MBP: When your first novel Morvern Callar came out, female reviewers and readers were gushing in how accurately you had created this narrative of a young girl. Is it almost easier now for you to write from a female perspective?

AW: Writing fiction or otherwise is never an easy thing for me. What was it Thomas Mann wrote? That writers are just people for whom writing is much more difficult than for others? When I attempt to create characters, male or female, I give it 100% to try and make them work on the page. As you graft away on those pages, the character's gender isnt the issue, it's more the attention to language, the dynamics and the inner life of the character, which you simultaeously conceal and reveal.

MBP: Most of your novels touch on the small-town mentality - and the idea of trying to get out. Can you tell us a bit about your own background?

AW: I had nothing to get out of and it was a very happy background. I was born in 1964 and grew up in and near the town of Oban on the west coast of Scotland. My father was from Sheffield and my mother from the Isle of Mull. My parents ran a hotel. It was closed during winters, yet I had the run of the whole place and this was like a palace for the imagination. I might have postured that the town was too small for the likes of me in my teenage years - I think that's common for restless adolescents - but when I attended college in London and University in Glasgow, I was desperately homesick for years! So there you go.

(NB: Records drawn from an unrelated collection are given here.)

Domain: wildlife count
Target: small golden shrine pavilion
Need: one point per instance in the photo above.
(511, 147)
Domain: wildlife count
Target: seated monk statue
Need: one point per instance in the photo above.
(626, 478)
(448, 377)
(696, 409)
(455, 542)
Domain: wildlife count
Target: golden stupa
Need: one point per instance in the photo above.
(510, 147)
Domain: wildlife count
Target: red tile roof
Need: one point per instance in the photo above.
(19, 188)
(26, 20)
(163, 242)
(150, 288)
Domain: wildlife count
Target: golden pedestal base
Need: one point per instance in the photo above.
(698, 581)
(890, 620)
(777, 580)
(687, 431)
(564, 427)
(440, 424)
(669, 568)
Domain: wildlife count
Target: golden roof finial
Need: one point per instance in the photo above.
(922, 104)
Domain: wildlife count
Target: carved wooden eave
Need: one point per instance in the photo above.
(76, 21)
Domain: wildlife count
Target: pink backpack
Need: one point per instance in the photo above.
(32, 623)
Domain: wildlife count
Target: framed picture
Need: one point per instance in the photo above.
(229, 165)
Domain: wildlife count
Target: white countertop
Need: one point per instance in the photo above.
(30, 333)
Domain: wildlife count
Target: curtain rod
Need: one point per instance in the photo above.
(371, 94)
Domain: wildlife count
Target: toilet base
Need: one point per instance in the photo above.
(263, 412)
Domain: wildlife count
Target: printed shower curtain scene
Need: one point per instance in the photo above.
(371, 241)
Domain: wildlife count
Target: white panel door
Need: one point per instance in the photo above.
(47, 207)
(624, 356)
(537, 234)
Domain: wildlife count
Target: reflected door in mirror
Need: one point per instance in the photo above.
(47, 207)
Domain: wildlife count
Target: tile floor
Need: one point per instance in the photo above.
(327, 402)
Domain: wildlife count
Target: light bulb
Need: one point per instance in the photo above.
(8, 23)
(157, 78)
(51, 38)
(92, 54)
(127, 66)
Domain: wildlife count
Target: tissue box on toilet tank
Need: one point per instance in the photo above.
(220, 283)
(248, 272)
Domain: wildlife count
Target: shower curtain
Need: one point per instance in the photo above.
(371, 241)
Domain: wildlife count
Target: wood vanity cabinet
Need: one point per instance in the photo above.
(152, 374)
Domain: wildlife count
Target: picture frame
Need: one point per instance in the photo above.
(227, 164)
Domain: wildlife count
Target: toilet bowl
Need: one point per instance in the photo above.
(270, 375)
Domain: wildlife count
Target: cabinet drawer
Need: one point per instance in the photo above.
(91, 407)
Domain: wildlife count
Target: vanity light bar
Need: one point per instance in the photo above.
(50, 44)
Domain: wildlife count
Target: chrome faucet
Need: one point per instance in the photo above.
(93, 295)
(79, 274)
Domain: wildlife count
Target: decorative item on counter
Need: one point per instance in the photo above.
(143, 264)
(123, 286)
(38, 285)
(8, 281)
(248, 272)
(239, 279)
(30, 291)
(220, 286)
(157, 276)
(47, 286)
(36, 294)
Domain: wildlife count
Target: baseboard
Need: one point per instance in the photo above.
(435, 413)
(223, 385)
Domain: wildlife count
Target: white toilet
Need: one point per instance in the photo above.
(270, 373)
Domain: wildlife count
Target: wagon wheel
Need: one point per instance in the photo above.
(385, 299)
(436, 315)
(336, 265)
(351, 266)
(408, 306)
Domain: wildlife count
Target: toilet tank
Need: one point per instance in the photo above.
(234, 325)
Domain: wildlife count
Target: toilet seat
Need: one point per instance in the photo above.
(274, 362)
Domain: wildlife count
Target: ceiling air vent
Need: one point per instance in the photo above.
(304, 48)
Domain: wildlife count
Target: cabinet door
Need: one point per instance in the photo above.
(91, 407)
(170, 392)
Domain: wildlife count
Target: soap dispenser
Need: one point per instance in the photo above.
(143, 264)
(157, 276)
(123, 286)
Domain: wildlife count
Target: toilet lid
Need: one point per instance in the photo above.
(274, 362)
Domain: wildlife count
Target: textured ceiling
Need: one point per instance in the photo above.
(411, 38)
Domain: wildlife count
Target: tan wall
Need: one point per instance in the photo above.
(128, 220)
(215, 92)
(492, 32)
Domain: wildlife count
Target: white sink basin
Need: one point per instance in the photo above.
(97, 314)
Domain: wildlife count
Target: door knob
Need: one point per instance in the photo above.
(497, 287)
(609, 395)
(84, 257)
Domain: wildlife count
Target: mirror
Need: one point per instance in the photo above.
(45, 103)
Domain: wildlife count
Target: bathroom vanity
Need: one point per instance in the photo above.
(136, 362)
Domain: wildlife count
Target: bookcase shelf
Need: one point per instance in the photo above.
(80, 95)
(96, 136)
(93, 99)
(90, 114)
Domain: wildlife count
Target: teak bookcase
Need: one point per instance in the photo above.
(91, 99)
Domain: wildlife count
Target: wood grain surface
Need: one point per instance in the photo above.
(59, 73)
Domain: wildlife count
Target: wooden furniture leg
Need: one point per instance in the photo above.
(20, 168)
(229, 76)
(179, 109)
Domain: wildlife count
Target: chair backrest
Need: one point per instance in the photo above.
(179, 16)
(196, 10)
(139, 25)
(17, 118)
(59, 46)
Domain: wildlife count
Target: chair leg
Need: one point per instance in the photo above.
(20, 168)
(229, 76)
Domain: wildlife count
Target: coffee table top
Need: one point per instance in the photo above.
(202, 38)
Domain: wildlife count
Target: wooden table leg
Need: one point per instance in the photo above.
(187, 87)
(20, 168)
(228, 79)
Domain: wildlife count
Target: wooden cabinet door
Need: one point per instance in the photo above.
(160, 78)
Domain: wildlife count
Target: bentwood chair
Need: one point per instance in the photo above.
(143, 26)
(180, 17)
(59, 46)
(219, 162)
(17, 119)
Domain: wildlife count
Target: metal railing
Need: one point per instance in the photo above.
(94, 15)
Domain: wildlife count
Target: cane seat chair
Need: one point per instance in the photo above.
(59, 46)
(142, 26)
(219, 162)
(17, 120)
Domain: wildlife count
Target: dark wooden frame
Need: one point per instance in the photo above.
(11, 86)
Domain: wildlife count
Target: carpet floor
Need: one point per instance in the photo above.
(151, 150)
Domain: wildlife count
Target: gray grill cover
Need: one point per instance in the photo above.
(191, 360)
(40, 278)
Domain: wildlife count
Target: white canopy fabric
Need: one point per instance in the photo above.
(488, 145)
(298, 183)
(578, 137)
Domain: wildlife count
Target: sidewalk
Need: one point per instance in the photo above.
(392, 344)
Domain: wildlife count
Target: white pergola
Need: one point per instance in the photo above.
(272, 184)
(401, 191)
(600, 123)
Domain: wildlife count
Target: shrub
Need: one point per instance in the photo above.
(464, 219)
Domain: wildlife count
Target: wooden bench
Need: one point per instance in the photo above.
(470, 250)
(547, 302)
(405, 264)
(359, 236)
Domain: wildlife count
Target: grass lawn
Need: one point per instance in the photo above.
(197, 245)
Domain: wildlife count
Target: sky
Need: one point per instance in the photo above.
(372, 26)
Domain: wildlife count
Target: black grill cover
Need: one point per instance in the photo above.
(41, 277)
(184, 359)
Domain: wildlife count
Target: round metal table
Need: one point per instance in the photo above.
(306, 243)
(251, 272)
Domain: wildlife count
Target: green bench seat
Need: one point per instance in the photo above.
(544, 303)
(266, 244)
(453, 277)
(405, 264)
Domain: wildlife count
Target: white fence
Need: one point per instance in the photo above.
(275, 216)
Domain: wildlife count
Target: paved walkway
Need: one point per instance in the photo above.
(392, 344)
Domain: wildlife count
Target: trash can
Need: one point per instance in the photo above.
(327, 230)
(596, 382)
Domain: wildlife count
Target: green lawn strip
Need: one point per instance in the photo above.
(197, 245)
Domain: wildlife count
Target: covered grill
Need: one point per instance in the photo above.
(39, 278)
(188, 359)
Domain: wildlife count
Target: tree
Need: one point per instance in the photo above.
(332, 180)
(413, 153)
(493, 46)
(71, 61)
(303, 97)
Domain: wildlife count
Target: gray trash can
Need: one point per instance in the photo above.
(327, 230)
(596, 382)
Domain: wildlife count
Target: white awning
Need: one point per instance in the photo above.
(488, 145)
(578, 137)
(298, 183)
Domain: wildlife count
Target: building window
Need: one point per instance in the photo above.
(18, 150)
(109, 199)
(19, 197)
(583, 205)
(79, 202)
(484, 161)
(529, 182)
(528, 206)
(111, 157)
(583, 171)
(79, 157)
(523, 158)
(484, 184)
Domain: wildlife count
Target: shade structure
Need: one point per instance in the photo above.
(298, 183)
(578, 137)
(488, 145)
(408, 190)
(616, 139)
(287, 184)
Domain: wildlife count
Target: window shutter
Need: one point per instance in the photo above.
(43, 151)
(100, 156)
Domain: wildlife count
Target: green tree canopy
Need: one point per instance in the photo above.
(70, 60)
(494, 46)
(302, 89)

MBP: We hear that The Sopranos is being made into a film? Can you give us any news on that? Were you pleased with the adaptation of Morvern Callar?

AW: The Sopranos has gone the way of all flesh, and is in the reassuring limbo of film world. The film rights were bought by Michael Caton Jones, a good Hollywood director. I loved that film of Morvern Callar very much. That was a super experience and of course Lynne Ramsay is a very exciting film maker. As a sad contribution to knowledge, I did learn that when the novelist adores the adaptation of their novel into a film, there is little interest, but when he or she hates it, then everyone wishes to know in great detail what you have to say!!